Gavin Wilson, chief executive of the World Bank’s private investment affiliate, International Finance Corporation (IFC), effectively said this disruption had already started to happen. He said at the same Economist conference that development finance has already undergone a fundamental shift: “Private capital is now at the heart of development.”

Sir Ronald added that he hoped we were about three years from the tipping point in impact investing, by which he meant about 10% of grant-making in the nature of impact funds, 4% of assets under management (AUM) and up to 10% of government procurement in pay-for-success impact models, and noted Ford Foundation’s decision to commit $1bn to impact as an important signal (read VillageCapital’s excellent blog on it here).

US-based non-profit Global Impact Investing Network (GIIN) said the 208 respondents to its annual survey managed $114bn in impact investing assets last year, with $22.1bn invested in 7,951 deals last year and expected growth of about 20% this year.

Rodney Schwartz, CEO of ClearlySo, a UK-based impact investment bank, said: “I won’t rest until [all the financial assets] in the world is invested with an impact investing lens.”

Sir Ronald pointed to these social and environmental-focused entrepreneurs, often structured in the form of B Corporations to have dual financial and impact goals in shareholder articles, as bringing dealflow to mainstream markets.

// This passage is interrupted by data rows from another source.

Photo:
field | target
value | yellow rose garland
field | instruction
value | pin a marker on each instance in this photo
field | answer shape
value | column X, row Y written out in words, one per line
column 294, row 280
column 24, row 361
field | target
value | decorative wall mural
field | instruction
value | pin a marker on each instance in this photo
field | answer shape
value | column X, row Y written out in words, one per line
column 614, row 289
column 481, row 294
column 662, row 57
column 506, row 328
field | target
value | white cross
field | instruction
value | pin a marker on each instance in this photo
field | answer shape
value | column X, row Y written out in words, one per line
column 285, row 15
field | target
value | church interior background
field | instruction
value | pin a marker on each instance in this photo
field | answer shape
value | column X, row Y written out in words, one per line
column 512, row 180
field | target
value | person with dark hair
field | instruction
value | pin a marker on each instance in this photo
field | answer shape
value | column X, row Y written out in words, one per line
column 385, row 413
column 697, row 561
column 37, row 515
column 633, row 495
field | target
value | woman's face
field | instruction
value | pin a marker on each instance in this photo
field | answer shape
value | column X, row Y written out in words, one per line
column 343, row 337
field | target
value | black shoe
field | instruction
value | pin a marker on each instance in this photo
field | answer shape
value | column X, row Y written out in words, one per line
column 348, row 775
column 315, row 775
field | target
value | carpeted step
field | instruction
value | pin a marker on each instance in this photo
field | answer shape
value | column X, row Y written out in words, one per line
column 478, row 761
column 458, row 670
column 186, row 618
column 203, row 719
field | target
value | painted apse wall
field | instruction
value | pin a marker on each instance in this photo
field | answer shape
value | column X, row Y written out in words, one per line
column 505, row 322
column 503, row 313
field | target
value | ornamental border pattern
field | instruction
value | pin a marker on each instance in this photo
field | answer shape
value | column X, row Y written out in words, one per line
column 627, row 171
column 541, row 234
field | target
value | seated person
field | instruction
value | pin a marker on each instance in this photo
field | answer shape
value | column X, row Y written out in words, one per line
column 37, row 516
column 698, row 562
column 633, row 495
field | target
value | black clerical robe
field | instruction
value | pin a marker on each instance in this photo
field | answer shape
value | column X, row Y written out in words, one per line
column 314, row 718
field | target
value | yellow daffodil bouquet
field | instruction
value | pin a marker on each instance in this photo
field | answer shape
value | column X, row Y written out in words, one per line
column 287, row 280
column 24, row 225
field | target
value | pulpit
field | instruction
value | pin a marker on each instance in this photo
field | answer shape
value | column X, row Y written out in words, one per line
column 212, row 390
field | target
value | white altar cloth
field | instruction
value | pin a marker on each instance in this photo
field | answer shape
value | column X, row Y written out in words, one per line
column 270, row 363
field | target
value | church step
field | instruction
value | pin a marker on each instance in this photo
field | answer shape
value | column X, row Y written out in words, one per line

Given the overall venture market was nearly 10,000 deals with $134bn in funding last year, according to data provider Preqin, impact investing, which is primarily in private, illiquid instruments, is already an important part of the global market, particularly outside of North America and Europe.

At the Global Corporate Venturing (GCV) Symposium last month, where the corporate attendees was about $2.5 trillion in aggregate annual revenues and more than $100bn in venture AUM, it was seen how corporations, along with universities and governments, are helping the venture industry scale up and become more global.

While less than a third of traditional venture capital firms invest outside their home country, according to data provider Pitchbook, about half of corporate venturers invest in more than one country, according to GCV Analytics. And while the largest number of CVC deals are in rounds of less than $10m, they are involved in the majority of large rounds of at least $100m in size.

If consultants Bain in its HBR article earlier this year is right that the age of superabundant capital could reach $900 trillion then the issue is less about the world having enough capital than about connecting it to the right opportunities and what its intentionality is.